A.J. Daoud, a third candidate, withdrew his name from consideration before the voting began. Some at the convention speculated that Collins would have won had Daoud remained in the race.
Outgoing chairman Claude Pope, who endorsed Collins, tried to remain upbeat about the outcome.
“It was a close race, but I pledge my support to him and told him I’ll do whatever I can to help him,” said Pope, who had predicted a 10-point Collins victory Thursday.
Pope said he didn’t see the defeat as a rebuke to the establishment, but rather that Harnett had run a better race.
“Hasan energized the delegation.

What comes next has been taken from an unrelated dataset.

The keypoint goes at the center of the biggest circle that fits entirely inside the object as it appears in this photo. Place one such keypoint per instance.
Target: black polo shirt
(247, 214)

He gave a great pitch and now he’s the man,” Pope said.
Harnett served as the manager of Vince Coakley’s unsuccessful 12th District congressional campaign, and has also worked as minority outreach director for the state party.
The vote, which seemed to be going heavily in Harnett’s favor, was halted so that Collins could withdraw and Harnett be elected by acclimation. Such a maneuver is common at political conventions, where leaders often try to play down intraparty controversy.
There was no mistaking what happened, though, and others were more candid about the outcome.
“There is a lot of shock and surprise right now,” said Lee Teague, a delegate from Wake. “It’s very surprising that anyone with the endorsements from the people on the ballot next year could lose. But now’s the time to all work together and let bygones be bygones.”